22 July, 2021IndustriALL Global Union affiliates in Kenya, which organize in the textile and garment, engineering and auto manufacturing, oil and gas, and other manufacturing sectors, welcome proposals by the government to set up an unemployment insurance fund for retrenched workers or those who resign on medical grounds.
The proposed fund, which will become operational in 2022, will also benefit workers who have lost their jobs because of the Covid-19 pandemic. According to the Kenya Bureau of Statistics over 1.7 million jobs were lost at the beginning of the pandemic last year.
The fund, which will be under the department of social protection of the Ministry of Labour and Social Protection, will pay workers part of their wages for up to six months in the event of retrenchment. Kenya is also implementing cash transfer schemes for poverty alleviation.
According to reports, the fund will be like South Africa’s Covid-19 Temporary Employer/Employee Relief Scheme (TERS) which has so far paid over $4 billion to workers whose jobs were affected by the Covid-19 pandemic. TERS is part of the Unemployment Insurance Fund in which workers and employers contribute. Workers can claim benefits from the fund when they lose jobs. In addition to UIF, South Africa provides universal old age and disability pensions, and child grants.
Social protection policies benefit workers who in most cases provide not only for their own families but for relatives as well. Social protection, which includes income security, has been identified as one of the strategies to attain the United Nations Sustainable Development Goals.
Rose Omamo, Amalgamated Union of Kenya Metalworkers general secretary says:
“Unions have long fought for income security and unemployment benefits for retrenched workers. We support the setting up of the unemployment insurance fund and will continue to engage the government in the negotiations towards the launch of the fund. We have made demands for such schemes through collective bargaining and in social dialogues platforms that we are involved in as labour.”
“Income security is important in the context of the Covid-19 pandemic that has caused massive job losses. Millions of workers have lost jobs in Kenya and other African countries.
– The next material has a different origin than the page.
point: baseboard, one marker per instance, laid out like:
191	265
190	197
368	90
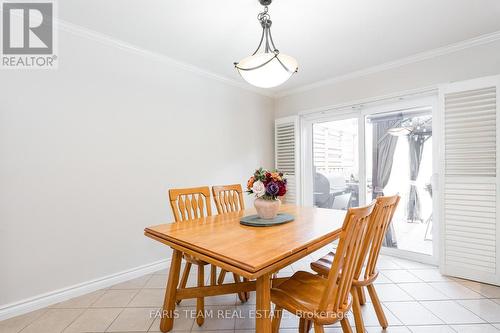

With limited income security because of low wages and inadequate basic healthcare, most of the workers are forced into poverty as they fail to provide for their livelihoods. In this respect, the proposals to introduce an unemployment fund will provide some much-needed income security to the retrenched workers,” says Paule France Ndessomin, IndustriALL regional secretary for Sub Saharan Africa.
IndustriALL affiliates in Kenya are the Amalgamated Union of Kenya Metalworkers, Kenya Engineering Workers Union, Kenya Glass Workers Union, Kenya Petroleum Oil Workers Union, Kenya Shoe and Leather Workers Union, Kenya Union of Hair and Beauty Workers, Tailors and Textile Workers Union.